Since the cancellation of this year’s Ancestral Health Symposium in the U.S. Jamie and I decided to go crazy and actually take a holiday. Something warm in the Pacific beckoned but we weren’t keen to join the brigade of pasty NZ and Aussie tourists resembling beached whales on the shores and pool bars of Fiji and Indonesia. So we went to Niue, a tiny island 11 degrees south of the Equator.
This isn’t going to be a traditional travel post (or, as I suspect, posts) and if you are after some advice on tours and attractions, I will leave a few reviews on TripAdvisor. While we enjoyed the R&R we turned out to be quite incapable of turning off the “health professional” part of our brain. In a sense, we were given a unique snapshot of what happens when a traditional culture encounters Western influence and the resulting positive and negative outcomes, and we absolutely relished that opportunity to sink our teeth into the remaining cultural knowledge.
Disclaimer: these articles are based on our impression over the course of one week. There is a good chance a bunch of our observations are totally off the mark. We tried to supplement them with the knowledge from the locals and a bit of independent online research. I am sure there are gaps and misinterpretations but we shall try to keen those to a minimum. I also hope that our impressions of Niuean traditional culture will be seen as respectful and considerate, as they were sincerely meant.
A bit of background…
Niue is a rock in the ocean and is actually frequently referred to as The Rock by the locals. This coral atoll was thrust up above sea level by a combination of volcanic and tectonic forces and has a fascinating geology with razor sharp limestone cliffs on the coast, central plateau (presumably an ex-volcanic crater), spectacular limestone caves, radioactive soils containing aluminium and mercury (yikes? however, according to Wikipedia, unlikely to cause major health effects in population – hmmm) and a shallow surrounding coral reef shelf – a major diving, fishing, and snorkelling attraction for tourists.
It was first settled by Tongans in 900 then Samoans in 1400. For many centuries Niue did not have a central government or, seemingly, a strong national identity, with the majority of the island’s population living in villages governed by influential families, and reportedly perpetually at war with each other. It was annexed by New Zealand in 1901 and remained so until 1974 when Niue became a self-governing state in free association with New Zealand. Niueans are officially New Zealand citizens and New Zealand provides aid to the extent of 14 million dollars annually.

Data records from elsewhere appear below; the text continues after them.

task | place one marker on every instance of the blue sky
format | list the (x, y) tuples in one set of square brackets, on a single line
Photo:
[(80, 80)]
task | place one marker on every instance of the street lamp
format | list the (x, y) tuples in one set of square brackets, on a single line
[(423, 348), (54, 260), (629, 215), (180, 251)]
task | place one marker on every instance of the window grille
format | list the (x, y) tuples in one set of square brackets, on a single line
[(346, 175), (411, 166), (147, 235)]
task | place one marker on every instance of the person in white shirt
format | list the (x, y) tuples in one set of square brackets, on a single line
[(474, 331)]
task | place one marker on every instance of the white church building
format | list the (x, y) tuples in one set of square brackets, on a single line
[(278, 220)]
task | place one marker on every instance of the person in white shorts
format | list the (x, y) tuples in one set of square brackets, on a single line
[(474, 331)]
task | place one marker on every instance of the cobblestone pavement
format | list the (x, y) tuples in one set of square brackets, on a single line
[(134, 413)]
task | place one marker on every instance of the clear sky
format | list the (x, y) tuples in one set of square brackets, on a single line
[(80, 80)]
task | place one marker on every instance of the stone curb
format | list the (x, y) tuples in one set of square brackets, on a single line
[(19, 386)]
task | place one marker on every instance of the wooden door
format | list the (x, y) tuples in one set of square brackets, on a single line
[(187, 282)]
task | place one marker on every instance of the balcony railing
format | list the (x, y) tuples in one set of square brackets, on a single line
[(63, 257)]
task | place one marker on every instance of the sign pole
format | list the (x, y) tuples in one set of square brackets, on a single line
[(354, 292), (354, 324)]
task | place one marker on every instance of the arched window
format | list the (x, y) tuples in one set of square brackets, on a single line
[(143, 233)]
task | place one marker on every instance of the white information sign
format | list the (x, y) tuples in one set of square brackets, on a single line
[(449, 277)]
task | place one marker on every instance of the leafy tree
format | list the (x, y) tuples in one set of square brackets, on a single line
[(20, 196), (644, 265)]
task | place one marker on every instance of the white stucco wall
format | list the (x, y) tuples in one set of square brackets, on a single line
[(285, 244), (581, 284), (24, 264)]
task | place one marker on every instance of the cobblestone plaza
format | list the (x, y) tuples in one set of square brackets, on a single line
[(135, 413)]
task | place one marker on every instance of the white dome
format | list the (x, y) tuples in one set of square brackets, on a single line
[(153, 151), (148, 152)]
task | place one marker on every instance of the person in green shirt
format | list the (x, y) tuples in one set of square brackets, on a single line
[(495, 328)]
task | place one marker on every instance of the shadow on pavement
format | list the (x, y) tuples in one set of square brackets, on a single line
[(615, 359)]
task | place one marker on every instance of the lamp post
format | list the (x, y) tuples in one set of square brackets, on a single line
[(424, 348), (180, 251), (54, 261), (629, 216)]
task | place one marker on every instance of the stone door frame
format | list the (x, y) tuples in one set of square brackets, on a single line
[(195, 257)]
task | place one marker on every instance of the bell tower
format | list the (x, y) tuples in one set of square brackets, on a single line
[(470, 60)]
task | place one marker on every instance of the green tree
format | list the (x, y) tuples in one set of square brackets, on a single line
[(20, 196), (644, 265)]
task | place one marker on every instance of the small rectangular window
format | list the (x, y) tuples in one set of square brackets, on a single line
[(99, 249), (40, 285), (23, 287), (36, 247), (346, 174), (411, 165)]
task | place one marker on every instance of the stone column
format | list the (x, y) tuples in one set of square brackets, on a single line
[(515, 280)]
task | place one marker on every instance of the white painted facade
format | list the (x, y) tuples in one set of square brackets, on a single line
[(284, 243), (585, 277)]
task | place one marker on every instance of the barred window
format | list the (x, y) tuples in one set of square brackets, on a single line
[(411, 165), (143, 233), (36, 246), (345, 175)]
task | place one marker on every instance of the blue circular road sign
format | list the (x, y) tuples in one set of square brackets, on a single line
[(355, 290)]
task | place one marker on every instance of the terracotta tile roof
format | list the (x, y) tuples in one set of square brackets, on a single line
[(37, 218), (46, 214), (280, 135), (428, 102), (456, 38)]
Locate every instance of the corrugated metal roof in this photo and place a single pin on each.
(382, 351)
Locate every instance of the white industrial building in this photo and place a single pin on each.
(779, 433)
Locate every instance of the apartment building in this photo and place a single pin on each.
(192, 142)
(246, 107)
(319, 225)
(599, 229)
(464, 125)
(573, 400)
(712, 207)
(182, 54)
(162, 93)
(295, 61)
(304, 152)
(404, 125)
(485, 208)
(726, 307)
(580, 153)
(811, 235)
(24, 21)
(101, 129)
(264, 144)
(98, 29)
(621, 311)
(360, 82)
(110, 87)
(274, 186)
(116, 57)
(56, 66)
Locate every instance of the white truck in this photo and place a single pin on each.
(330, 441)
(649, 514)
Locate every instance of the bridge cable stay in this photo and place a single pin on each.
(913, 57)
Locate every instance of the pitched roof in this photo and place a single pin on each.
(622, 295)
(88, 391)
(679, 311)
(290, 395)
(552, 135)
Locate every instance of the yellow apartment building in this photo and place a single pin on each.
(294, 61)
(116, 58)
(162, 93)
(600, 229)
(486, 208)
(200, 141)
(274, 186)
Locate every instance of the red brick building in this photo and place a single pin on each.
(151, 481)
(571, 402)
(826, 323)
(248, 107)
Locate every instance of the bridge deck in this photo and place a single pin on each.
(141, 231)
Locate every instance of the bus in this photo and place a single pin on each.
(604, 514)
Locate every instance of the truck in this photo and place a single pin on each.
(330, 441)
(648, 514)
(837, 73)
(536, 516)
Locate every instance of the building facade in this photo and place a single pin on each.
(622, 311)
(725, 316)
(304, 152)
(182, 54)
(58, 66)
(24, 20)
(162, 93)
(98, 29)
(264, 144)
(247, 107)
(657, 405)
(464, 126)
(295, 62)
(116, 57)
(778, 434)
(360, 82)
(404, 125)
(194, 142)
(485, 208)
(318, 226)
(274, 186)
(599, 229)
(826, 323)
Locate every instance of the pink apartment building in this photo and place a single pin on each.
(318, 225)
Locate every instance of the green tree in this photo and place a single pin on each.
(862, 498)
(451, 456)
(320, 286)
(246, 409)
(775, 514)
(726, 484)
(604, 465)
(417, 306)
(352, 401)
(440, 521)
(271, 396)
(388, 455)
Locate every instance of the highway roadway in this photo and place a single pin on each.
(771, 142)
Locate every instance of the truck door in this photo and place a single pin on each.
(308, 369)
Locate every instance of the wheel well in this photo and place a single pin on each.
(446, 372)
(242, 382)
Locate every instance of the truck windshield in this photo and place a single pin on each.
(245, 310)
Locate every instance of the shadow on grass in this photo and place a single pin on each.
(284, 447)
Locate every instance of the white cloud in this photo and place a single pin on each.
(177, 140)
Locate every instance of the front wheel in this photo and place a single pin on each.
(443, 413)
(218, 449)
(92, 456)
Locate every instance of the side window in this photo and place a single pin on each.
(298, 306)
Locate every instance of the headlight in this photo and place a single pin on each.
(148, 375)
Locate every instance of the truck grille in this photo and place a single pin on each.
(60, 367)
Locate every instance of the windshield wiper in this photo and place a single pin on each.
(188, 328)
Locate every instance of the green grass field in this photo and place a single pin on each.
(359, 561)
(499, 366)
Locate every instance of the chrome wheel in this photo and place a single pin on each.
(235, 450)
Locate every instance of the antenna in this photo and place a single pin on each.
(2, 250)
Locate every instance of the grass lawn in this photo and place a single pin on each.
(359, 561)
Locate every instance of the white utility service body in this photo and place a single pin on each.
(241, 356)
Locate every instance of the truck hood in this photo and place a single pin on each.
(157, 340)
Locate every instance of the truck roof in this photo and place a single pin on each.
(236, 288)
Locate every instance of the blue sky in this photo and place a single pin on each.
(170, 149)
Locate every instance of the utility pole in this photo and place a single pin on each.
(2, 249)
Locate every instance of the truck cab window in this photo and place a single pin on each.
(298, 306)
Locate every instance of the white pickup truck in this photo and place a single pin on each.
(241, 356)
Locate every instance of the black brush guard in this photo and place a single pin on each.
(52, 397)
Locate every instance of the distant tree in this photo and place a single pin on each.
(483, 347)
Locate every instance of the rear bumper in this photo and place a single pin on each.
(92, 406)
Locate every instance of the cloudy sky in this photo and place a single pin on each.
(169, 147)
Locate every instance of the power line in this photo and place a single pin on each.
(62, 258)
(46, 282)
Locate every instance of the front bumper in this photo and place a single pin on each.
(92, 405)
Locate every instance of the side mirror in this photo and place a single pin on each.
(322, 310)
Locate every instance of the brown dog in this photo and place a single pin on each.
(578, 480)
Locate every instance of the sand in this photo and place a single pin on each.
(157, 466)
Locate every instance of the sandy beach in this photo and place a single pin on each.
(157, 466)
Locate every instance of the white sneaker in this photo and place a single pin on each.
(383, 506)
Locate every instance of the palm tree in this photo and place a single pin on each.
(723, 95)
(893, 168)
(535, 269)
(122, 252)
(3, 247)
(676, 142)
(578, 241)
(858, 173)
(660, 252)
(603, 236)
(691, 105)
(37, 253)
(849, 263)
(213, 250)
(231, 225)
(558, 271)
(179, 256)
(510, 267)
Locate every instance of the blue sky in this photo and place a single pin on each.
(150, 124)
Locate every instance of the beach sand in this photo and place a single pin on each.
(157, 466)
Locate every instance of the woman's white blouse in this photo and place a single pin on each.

I know it’s typical to hear this about a Pacific island but everyone was really friendly. There was a quaint custom to wave at everybody on the road whether in cars, or passing houses, or pedestrians (not many of those, as I will explain later). We were trying to constrain our inquisitiveness but still ended up pumping questioning many locals for information about the island. They were only too happy to chat. Many thanks for your time and conversation, Commodore Keith, who took us on a fantastic orientation tour the day after we arrived, our helpful hosts Teressa and Bryan at Namukulu Cottages, and Mark Blumsky, the former Mayor of Wellington and NZ High Commissioner who moved to Niue and managed a lovely café with real coffee (!) among his many other business ventures.
There were 2 interactions with local Niuean people which left an especially deep impression. First is Misa, a 66 year old Niuean man who generously shared his knowledge of ancestral bushcraft with a couple who he deemed “too young to be inquisitive about this sort of stuff”. We were blown away with his description of what life was like in Niue in the 1950s: a hole in the ground for a dwelling, bush medicine, hunting for native birds (a dangerous occupation for little reward; Niuean pigeon is significantly smaller than NZ Kereru), slash’n’burn style of agriculture (Misa shook his head in shame describing the widespread clearing of land), and the devastating cyclones of 1959 and 1960. We are incredibly grateful to Misa for the experience and only hope that he will continue to pass on his knowledge to the new generation of Niueans.
Another memorable experience was traditional umu (earth oven) feast preparation with a Niuean couple, Chamberlin and Amanda. In the course of husking coconuts (bloody hard work), grating coconuts, squeezing coconuts, arranging taro and papaya in layers for a local takihi dish, wrapping fish and taro in banana leaves, and other umu preparation rituals, we managed to cover all topics from the viability of Niuean language to soft drinks, from car-dominant transport culture to why locals don’t eat local chickens. While umu was cooking Chamberlin took us on a walk to the reef to see Talava arches and a secret swimming waterhole unknown (and unaccessible!) to most tourists. Returning from the walk to start pulling the food out of the oven, eating off traditional woven plates that Amanda casually prepared while we walked, and sampling delicious food was incredibly rewarding. Chamberlin and Amanda gave us half of their Saturday and were incredibly gracious and generous hosts.